Our current study primarily focused on the determination of material properties of layered engineered woods, employing an inversion method to optimize the nine sets of independent material properties to best fit the dispersion curves obtained from guided waves. The experimental setup, however, was designed to excite vertical flexural modes, prompting us to optimize parameters sensitive to these modes. While the specific mode family lacks sensitivity to some of the elastic constants, our study successfully optimized a subset of the nine elastic constants.
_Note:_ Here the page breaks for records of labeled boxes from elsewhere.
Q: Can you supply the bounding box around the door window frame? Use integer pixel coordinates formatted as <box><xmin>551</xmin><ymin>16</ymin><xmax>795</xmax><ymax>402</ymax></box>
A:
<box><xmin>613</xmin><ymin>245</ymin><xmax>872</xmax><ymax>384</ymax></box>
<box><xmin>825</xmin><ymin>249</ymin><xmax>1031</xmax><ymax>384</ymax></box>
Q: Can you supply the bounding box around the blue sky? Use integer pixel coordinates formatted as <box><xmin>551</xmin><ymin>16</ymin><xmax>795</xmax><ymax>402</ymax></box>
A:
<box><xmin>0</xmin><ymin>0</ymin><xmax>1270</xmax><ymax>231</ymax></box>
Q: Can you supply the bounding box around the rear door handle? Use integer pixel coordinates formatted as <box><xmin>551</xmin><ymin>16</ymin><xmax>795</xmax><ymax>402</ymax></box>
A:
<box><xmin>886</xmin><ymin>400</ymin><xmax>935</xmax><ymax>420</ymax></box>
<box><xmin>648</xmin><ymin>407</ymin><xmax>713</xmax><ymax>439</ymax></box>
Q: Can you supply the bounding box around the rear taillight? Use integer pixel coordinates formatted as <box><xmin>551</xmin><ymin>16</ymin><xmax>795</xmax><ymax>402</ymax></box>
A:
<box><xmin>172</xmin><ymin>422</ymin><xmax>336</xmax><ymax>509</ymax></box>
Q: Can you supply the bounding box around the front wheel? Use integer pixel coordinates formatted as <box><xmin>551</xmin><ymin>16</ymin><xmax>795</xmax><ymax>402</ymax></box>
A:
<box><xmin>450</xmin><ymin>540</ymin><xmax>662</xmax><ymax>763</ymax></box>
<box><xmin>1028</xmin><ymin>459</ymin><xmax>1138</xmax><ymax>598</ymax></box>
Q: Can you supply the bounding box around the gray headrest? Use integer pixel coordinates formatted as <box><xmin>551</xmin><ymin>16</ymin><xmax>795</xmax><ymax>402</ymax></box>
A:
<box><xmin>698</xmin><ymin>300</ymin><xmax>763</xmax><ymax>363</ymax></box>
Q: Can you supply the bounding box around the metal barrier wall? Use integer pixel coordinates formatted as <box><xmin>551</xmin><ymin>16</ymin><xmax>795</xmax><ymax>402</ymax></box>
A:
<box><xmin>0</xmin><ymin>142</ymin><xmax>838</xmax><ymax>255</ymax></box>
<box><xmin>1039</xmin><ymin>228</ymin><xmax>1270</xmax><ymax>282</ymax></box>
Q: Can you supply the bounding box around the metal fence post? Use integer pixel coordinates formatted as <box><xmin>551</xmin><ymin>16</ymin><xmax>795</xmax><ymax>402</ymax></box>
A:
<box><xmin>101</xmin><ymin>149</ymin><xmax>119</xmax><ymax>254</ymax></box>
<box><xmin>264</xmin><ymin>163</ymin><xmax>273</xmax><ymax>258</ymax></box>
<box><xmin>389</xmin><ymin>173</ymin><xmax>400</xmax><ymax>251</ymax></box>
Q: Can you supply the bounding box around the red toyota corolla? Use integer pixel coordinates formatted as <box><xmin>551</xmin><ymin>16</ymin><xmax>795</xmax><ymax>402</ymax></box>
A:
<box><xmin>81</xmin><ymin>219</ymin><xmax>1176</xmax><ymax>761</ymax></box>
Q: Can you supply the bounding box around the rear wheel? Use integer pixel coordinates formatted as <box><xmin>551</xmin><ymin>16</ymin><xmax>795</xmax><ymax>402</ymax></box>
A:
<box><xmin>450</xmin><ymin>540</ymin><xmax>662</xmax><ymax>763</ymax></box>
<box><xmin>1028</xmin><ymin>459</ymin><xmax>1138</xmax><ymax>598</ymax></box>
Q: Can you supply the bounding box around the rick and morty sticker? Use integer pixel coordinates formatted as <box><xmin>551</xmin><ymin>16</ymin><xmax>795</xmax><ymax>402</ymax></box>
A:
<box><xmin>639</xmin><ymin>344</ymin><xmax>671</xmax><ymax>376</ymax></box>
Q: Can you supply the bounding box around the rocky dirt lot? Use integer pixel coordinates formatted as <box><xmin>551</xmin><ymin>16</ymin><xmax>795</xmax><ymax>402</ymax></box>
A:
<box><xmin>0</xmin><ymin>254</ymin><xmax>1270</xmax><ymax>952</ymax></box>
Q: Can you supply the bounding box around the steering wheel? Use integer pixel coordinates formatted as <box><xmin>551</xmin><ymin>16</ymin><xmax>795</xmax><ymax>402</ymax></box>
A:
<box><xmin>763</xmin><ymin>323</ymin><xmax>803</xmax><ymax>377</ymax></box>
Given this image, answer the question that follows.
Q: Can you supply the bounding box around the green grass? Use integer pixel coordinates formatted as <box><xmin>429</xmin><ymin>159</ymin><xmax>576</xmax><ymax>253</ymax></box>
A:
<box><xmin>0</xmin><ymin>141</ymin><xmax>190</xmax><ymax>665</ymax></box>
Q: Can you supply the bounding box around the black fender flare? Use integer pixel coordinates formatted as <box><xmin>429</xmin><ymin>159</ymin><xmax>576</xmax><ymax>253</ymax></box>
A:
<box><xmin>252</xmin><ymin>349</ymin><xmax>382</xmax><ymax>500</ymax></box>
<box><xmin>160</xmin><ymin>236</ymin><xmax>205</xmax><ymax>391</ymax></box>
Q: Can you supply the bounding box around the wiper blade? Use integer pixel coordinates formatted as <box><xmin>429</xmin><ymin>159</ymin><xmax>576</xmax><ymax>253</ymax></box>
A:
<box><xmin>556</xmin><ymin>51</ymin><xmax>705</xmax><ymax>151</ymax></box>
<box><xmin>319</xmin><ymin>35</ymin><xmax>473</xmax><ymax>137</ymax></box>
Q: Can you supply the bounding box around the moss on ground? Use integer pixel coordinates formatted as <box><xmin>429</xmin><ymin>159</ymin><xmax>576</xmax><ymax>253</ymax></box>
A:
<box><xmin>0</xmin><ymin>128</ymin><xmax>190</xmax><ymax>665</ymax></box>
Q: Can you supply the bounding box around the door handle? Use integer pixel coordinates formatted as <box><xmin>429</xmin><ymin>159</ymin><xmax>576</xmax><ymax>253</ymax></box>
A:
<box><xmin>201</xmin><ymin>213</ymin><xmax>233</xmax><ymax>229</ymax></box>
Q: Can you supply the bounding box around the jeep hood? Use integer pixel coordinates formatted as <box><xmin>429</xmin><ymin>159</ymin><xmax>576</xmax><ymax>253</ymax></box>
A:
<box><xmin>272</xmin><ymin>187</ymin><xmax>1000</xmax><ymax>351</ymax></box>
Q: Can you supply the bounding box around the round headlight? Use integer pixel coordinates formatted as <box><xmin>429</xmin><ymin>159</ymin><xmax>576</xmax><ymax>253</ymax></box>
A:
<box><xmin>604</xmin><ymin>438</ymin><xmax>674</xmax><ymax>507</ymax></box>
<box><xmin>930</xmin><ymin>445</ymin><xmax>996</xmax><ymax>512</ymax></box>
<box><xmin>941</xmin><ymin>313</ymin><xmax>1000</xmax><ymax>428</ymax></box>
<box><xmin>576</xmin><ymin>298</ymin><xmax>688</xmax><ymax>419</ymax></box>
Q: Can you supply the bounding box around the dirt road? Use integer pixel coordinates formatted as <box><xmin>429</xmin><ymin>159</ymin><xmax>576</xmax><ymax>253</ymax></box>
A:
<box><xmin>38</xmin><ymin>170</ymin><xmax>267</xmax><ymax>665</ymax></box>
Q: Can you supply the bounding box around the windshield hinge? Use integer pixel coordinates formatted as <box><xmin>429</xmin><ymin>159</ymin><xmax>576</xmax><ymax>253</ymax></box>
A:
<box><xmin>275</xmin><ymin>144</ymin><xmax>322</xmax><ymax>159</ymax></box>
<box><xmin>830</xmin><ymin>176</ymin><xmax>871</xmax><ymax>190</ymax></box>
It is essential to note that our objective was to develop a method employing guided waves and the GA optimization tool for estimating material properties, which need to undergo further verification before their application in the structural design process. Future research endeavors can extend the optimization scope to include not only the elastic constants but also the viscoelastic properties of engineered wood. In our study, the low-frequency spectrum of guided waves was studied, which are typically less prone to attenuation. However, it is essential to account for the viscoelastic effect inherent in wood characteristics. The elasticity matrix, composed of elastic constants, is intricate, and incorporating viscoelasticity into the optimization technique can facilitate the optimization of the attenuation coefficient of engineered wood. While the feasibility of the proposed framework has been verified in this study, statistical modeling and analysis on the framework’s performance is necessary to make informed decisions for NDE and QA purposes. This holistic approach would enable a more comprehensive characterization of the material, dispelling the assumption of negligible viscoelastic effects and thus enhancing the accuracy of material property determination for practical applications in structural design and engineering.